President Trump’s infrastructure proposal has resulted in a re-examination of the role of the gasoline tax with the Chamber of Commerce leading the way in call for a 25 cent increase. Although the President and the American Society of Civil Engineer claim that our infrastructure is crumbling or is close to failing, the Department of Transportation paints a much different picture, reporting that the highway and road system have changed little in the past decade.
The 1956 Highway Revenue Act created the Highway Trust Fund as a mechanism for funding the interstate highway system and aiding in the finance of rural and urban routes. The tax set at that time was 4 cents per gallon. It took until 1983 to raise it to 9 cents. In 1990, Congress raised it to 14 cents and in 1993 is was raised to today’s level of 18.4 cents. Adjusted for inflation, based on BLS data the 1956 tax would be 32 cents in today’s dollars.
The fact that the tax has increased so slowly over past decades is a reflection of political reluctance to impose any tax that makes clear to those who pay it who is responsible for imposing it. In the last 15 years, 21 states made no changes in their gasoline tax and only 5 increased the tax by more than 5 cents. Since the tax is a users fee, the failure to increase it, even at the rate of inflation, means that non drivers are subsidizing those who do.
When Congress passed the Interstate Transportation act in 1991 it allowed the Trust fund to be used for more than highways, roads, and bridges—public transportation and bike paths for example. Today, the Trust fund spends more than it takes in with the shortfall being made up with general revenue. In the decade ahead, the Fund faces a shortfall of over $160 billion. So, either general revenue must be used, increasing the deficit even more or there needs to be a program to increase in the gasoline tax on a regular basis.

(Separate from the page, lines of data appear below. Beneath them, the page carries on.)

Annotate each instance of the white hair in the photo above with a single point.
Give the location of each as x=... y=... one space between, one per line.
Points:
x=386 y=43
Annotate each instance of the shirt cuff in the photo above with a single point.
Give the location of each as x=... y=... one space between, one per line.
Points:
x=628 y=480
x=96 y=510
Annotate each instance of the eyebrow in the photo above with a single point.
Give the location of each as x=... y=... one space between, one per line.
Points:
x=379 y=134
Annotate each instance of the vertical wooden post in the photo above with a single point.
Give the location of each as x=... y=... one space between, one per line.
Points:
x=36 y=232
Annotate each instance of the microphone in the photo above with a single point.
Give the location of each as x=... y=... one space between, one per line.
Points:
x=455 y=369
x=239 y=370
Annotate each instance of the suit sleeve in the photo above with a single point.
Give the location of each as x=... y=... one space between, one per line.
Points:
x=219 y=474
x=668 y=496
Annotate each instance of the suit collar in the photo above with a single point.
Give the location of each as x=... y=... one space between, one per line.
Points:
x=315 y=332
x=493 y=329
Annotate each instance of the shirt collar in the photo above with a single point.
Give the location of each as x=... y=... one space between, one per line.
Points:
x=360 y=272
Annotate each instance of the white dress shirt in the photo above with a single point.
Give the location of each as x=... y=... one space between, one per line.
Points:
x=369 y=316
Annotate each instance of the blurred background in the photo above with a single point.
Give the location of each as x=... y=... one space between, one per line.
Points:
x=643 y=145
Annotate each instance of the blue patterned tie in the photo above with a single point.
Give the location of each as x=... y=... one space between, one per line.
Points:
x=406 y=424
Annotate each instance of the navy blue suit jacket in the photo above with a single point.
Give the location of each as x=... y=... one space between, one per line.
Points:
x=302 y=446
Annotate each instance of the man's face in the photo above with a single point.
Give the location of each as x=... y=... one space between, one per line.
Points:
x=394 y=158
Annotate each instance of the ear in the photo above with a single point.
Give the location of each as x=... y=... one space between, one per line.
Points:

Congress and state officials have to face up to the inevitable and quit procrastinating. Every penny increase in the tax will raise about $1.5 billion. An alternative frequently suggested is a fee based on vehicle miles traveled. That may sound good in theory given the increase in high mileage cars but it would penalize rural drivers and those who live in the mountain states. That fee fails the equity tax.
Users need to pay; it’s that simple.